2024 Snider Prize Honorable Mentions
Maximiliano Cervantes creates images that explore power dynamics at the US/Mexico border and beyond, through examinations of surveillance and labor in the borderlands. Cervantes holds an MFA in Art, Theory, and Practice from Northwestern University and a BFA from the School of the Art Institute of Chicago. Cervantes was awarded the Fred Endsley Memorial Fellowship, a Dean’s Grant, and a Merit Scholarship from SAIC. Group exhibitions include Half & Half at the Bloch Museum at Northwestern University; The Buried Line, Murmuration, Chicago; El Otro Lado, Filter Photo, Chicago; and El Otro Lado, Visual Arts Center, the University of Texas Austin.

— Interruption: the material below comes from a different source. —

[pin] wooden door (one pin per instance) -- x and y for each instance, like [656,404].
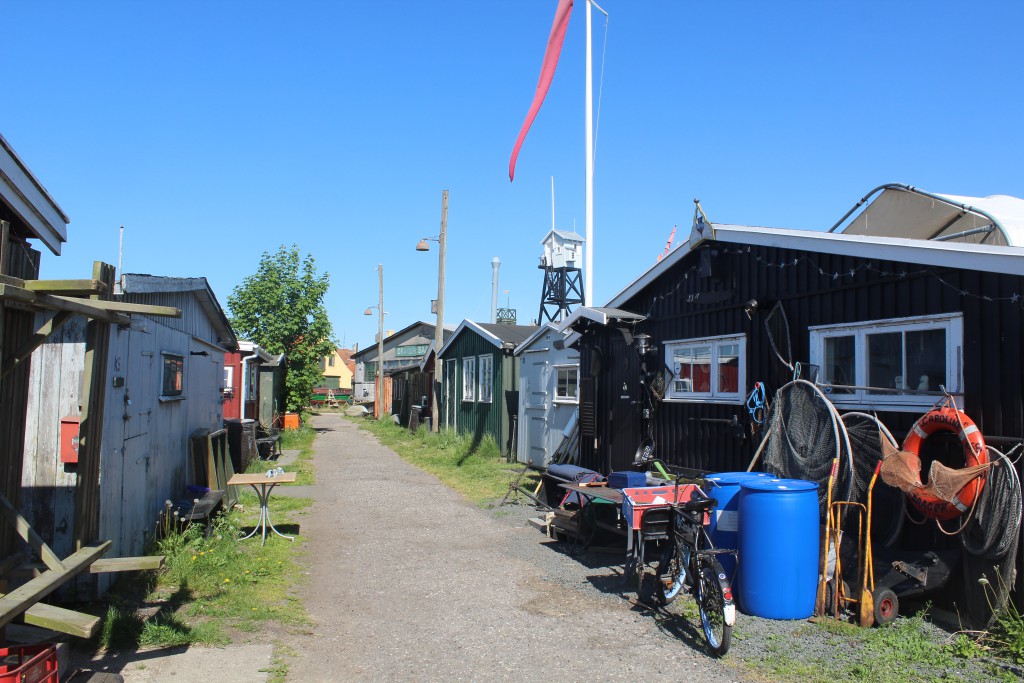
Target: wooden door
[451,393]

Louis Roth’s photographs of Egypt’s New Administrative Capital question the construction of monumental built structures as symbols of power. Roth studied at Ostkreuzschule für Fotografie in Berlin and participated in the Canon Student Development Program. Roth’s work has been exhibited in group exhibitions in Düsseldorf, Dresden, and Berlin among others. Solo exhibitions include Biesentales Wokule, Biesenthal, DE; Entlang der Oder, Müllrose, DE; and Entlang der Oder, Kurpark Bad Saarow, DE among others.